Ren ne ressentait que de la confusion face à cette situation soudaine.
C'était cette personne... cette personne ? Il ne savait plus vraiment à qui il pensait.
Il s'était réveillé comme d'habitude, avait fini ses préparatifs et était parti de Clauzel avec Licia. En cette période où la chaleur persistait juste après la fin des vacances d'été, il avait essayé de passer une journée normale en discutant avec elle de la rentrée.
Il avait dû être victime d'un malaise, sans doute.
Ren esquissa un air penaud et posa les yeux sur le visage de Licia, qui semblait toujours inquiète.
« On dirait que j'ai eu un petit malaise. »
« Tant mieux, alors... »
Tout en restant inquiète, elle tendit les doigts vers Ren et lui envoya la lumière de la magie sacrée avec une aisance habituelle. Au contact de cette douceur, le coin de ses lèvres se détendit, et Ren sourit aussitôt avec embarras.
« Ça n'a duré qu'un instant, alors ne vous en faites pas. »
Sur ces mots, Ren reprit sa marche et l'académie se rapprocha progressivement.
Après avoir franchi la porte de l'école et marché un peu, il aperçut Séla et les autres descendants des Sept Héros qui discutaient dans un coin.
Ils remarquèrent leur approche, vinrent à leur rencontre et leur adressèrent la parole sur le ton habituel.
« Bonjour vous deux. »
dit Séla.
Le personnage qui était le protagoniste de la Légende des Sept Héros, Vein, n'était pas là. Il n'y avait que Séla, Nem et Kaito. Autrement dit, les yeux du protagoniste ne pouvaient pas voir Ren et Licia aller à l'école ensemble.

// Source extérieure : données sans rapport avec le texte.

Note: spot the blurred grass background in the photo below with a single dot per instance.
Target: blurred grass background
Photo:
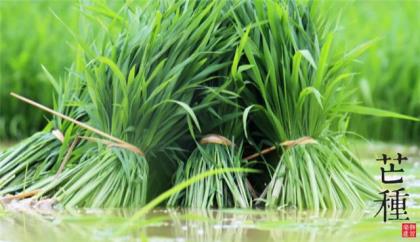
(31, 36)
(387, 77)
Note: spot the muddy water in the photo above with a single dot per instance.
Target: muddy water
(224, 225)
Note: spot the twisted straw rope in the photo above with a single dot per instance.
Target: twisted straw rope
(287, 144)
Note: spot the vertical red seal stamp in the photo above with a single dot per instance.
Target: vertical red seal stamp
(408, 230)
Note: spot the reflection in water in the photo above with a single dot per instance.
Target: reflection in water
(197, 226)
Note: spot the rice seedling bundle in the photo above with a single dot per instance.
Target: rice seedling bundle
(138, 94)
(296, 97)
(216, 151)
(138, 87)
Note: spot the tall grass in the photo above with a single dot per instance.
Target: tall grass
(388, 76)
(138, 85)
(31, 36)
(163, 75)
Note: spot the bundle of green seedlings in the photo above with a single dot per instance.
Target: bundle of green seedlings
(139, 86)
(127, 111)
(388, 73)
(298, 99)
(216, 151)
(31, 36)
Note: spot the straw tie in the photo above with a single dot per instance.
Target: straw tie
(215, 139)
(113, 141)
(287, 144)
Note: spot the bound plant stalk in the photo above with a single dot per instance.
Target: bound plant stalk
(219, 191)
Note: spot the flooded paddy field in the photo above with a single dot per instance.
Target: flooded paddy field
(228, 224)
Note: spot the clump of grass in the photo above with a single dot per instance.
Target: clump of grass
(138, 86)
(388, 73)
(221, 191)
(31, 36)
(294, 77)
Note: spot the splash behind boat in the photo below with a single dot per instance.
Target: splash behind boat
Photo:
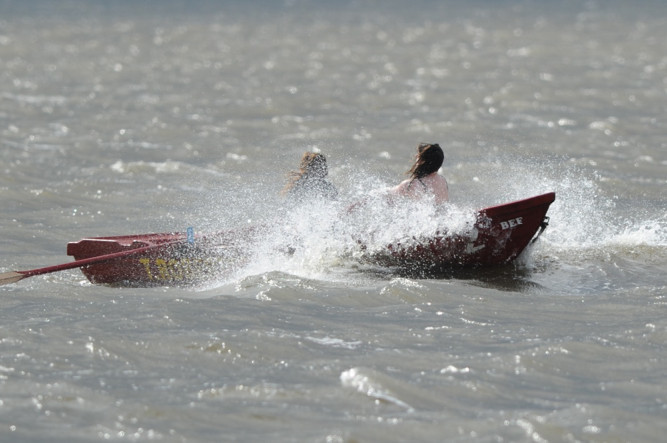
(499, 235)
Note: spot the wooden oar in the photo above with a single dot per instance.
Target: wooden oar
(15, 276)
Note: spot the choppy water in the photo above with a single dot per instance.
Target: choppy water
(130, 117)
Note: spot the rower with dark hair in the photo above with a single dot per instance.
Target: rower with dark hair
(309, 182)
(424, 179)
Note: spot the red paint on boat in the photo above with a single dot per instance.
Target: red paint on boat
(498, 236)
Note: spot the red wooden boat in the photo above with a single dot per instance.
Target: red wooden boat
(498, 236)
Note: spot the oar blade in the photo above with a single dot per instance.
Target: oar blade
(10, 277)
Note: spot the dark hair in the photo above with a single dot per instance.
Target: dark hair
(429, 159)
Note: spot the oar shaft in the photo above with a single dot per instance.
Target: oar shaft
(12, 277)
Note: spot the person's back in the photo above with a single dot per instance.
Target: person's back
(424, 181)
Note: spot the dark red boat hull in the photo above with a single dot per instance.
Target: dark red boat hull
(498, 236)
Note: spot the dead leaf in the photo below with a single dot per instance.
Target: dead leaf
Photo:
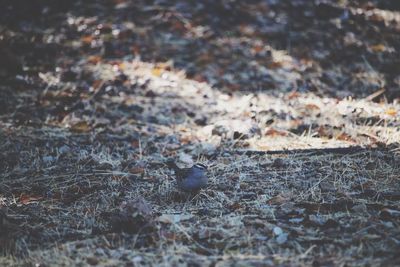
(391, 112)
(275, 132)
(174, 218)
(80, 127)
(378, 48)
(27, 199)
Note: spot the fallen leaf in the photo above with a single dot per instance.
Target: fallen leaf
(378, 48)
(174, 218)
(391, 112)
(26, 199)
(80, 127)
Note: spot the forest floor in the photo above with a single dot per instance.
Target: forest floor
(293, 105)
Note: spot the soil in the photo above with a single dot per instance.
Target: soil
(293, 106)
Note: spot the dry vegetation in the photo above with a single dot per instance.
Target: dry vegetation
(301, 141)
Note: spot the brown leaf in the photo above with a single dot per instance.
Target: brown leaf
(80, 127)
(26, 199)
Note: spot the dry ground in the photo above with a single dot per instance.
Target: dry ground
(293, 106)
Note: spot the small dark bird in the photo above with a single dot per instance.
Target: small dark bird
(190, 179)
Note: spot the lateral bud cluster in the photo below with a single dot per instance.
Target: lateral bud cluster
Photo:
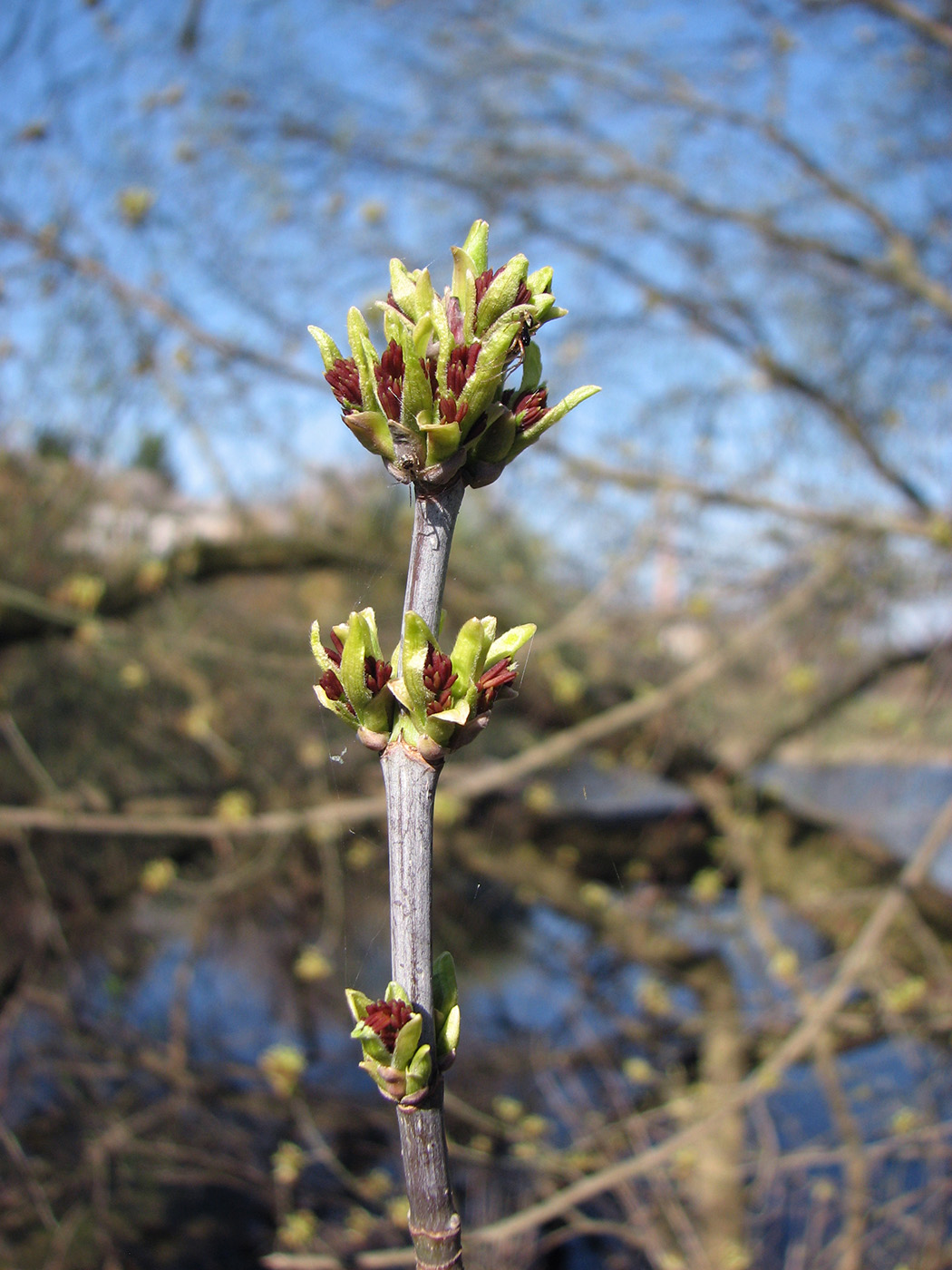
(390, 1031)
(440, 702)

...Enfin, pour Ren, la Légende des Sept Héros comme le fait d'être le protagoniste restaient des choses qu'il ne comprenait pas bien.
« Ah ? Aujourd'hui c'est juste vous, Séla ? »
« Vein assiste à une réunion avec des nobles à cause du tumulte précédent. Nous allions y aller aussi, mais comme c'est court, ça a l'air d'aller. »
« L'autre fois, vous n'avez pas eu une audience avec Sa Majesté l'Empereur ? »
« C'est une autre affaire. Et comme Sa Majesté a des devoirs officiels au Grand Mausolée, il a l'air très occupé ces temps-ci. »
« Hein... Il y a des devoirs officiels à faire là-bas ? »
« Le premier prince devient prince héritier, non ? La coutume veut que celui qui devient prince héritier aille saluer la tombe du Roi Lion. »
Effectivement, les manuels mentionnaient l'existence d'un tel rituel.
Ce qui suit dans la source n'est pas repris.